“You Are The Only One Who Can Do This Project”

How many times have you heard this at work? It is language that a lot of ambitious professionals love. Especially if the speaker is a boss or supervisor. It can be quite true. However, it often leads to management problems, at the level of project, and, over time, of career. 

If you get this sentence in an email or short conversation, you might well begin planning the project privately. After all, it seems you’ve been authorized and assigned to do so. 

Beware! Especially if you and the boss have only had a little discussion. There are a lot of blanks to fill in; the two of you have yet to get on the same page. Regarding the project, you have different assumptions, perhaps very different, about why it is being done, what is to be made, for what customers, by what team, etc.

In this scenario, any plan that you make privately is likely to be problematic, for any number of reasons. For example, you plural may well have different assumptions about what human resources are available. You singular may then have a more difficult time recruiting a team, especially when you need to introduce both the project and yourself to potential co-workers at the same time. In a worst case scenario, ““You’re the only one who can do this project!” means “You need to do it by yourself”. 

In a more frequent scenario, you and your team do pretty well on the project. And this happens again. And again. As a result, you became the supervisor’s go to “only one who can do this project”. Your company is happy, and your supervisor is happy, perhaps even promoted. 

You are happy too. For a while.

 The career problem is that this can go on for years. As a consultant, project management trainer, and mentor, I have seen this over and over again, especially in medium size firms and outside the private sector.  Often, there is little change in your position, title, or compensation, despite enormous changes in project and operational responsibilities and in required technical and interpersonal skills.  

The good news is that you really can nip these project and career problems in the bud. How? With a little project know-how.  

In this case, it is knowing how to draft –  in a hurry – a very basic project charter. I call it a “mini-charter”. Your mini-charter should address key governance questions about the project and offer answers to all of them.  Answers that you and the boss agree on could then define and model the project which is to be planned by you.

There are six of these questions*. 

  1. For what reason is the project to be done?

  2. What project owners have the resources for it (and can pull the plug)? 

  3. What project team will do the project?

  4. What deliverables will be built?

  5. For what customers?

  6. In what organizational context (of risks, budget, politics, etc?)

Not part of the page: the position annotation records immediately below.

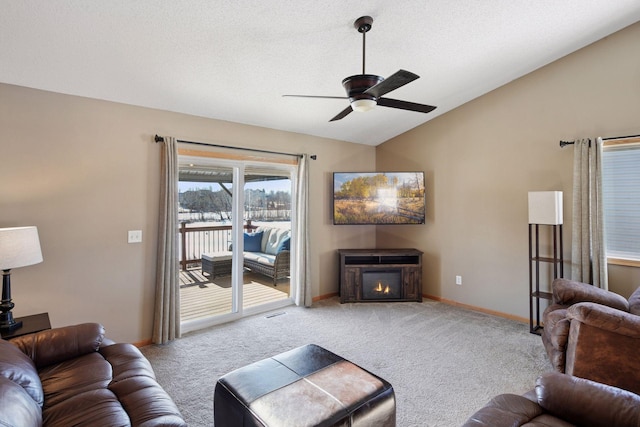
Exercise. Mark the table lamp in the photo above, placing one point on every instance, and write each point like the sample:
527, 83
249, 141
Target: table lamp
19, 247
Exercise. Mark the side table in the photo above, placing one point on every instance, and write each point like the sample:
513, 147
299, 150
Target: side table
30, 324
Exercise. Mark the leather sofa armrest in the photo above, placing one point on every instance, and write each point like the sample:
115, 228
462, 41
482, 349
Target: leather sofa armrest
59, 344
505, 410
587, 403
568, 292
605, 318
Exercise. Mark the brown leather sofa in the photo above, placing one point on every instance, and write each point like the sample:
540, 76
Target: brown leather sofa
595, 334
74, 376
561, 400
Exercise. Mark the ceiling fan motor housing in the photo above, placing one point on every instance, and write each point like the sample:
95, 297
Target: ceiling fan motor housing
358, 84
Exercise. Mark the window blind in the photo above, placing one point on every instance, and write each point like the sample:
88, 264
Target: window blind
621, 195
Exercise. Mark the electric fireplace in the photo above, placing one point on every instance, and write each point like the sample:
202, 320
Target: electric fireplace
380, 275
381, 284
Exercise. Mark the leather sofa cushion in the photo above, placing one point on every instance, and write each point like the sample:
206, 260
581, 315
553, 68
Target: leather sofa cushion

Ok?  Back to the real world. When you get that quick call or assignment saying “You’re the only one who can do this project,” here is the response that I would recommend. Be grateful for the chance, but also ask if you can think it over a little bit. Then, quickly draft a mini-charter (since you are the “only one who can do” the project). In your draft, propose answers to the key governance questions implicit in the boss’s request. Draft them in a page or less. Then get back to the boss with it saying, “This is what I am understanding about the project. Is this how you see it? Can you confirm?”

Big picture. The purpose of this mini-charter and conversation is to get on the same page with the requestor, literally, in a document, before more time and resources are spent. If the two of you can’t agree on answers to the governance questions, it is best to find that out right away. That is a very good finding to have. If you can agree, then ask the boss to promulgate the version of the mini-charter that you plural agree on to the team that you singular will need to be working with. Or, to have a kickoff meeting.This will help you to recruit the team, to keep your boss/sponsor engaged positively, and to build relationships with other stakeholders. 

Such a mini-charter competency helps not just there and then, but also long term, given all the project proposals you are likely to be getting. 

QED. A  little project know-how can go a long way.

Of course, more substantial projects will need more than a “mini charter”. For such projects, however, your organization is likely to have guidelines on project initiation, such as those of the Project Management Institute (PMI). Also, supervisors are less likely to conduct project initiation via “You’re the only one who can do this project!”.

*This distillation of project charter elements is very much informed  by the “CATWOE” dimensions of any human activity system, defined by Peter Checkland, as part of his Soft Systems Methodology**. For a fuller, current explanation of project charter elements and role, I’d recommend PMI’s PMBOK® Guide, 8th edition, e.g., Table 4-1, p. 129.  

**Checkland was a kind of mentor to me, for about 40 years. Sadly, he passed away just this month (5/2026).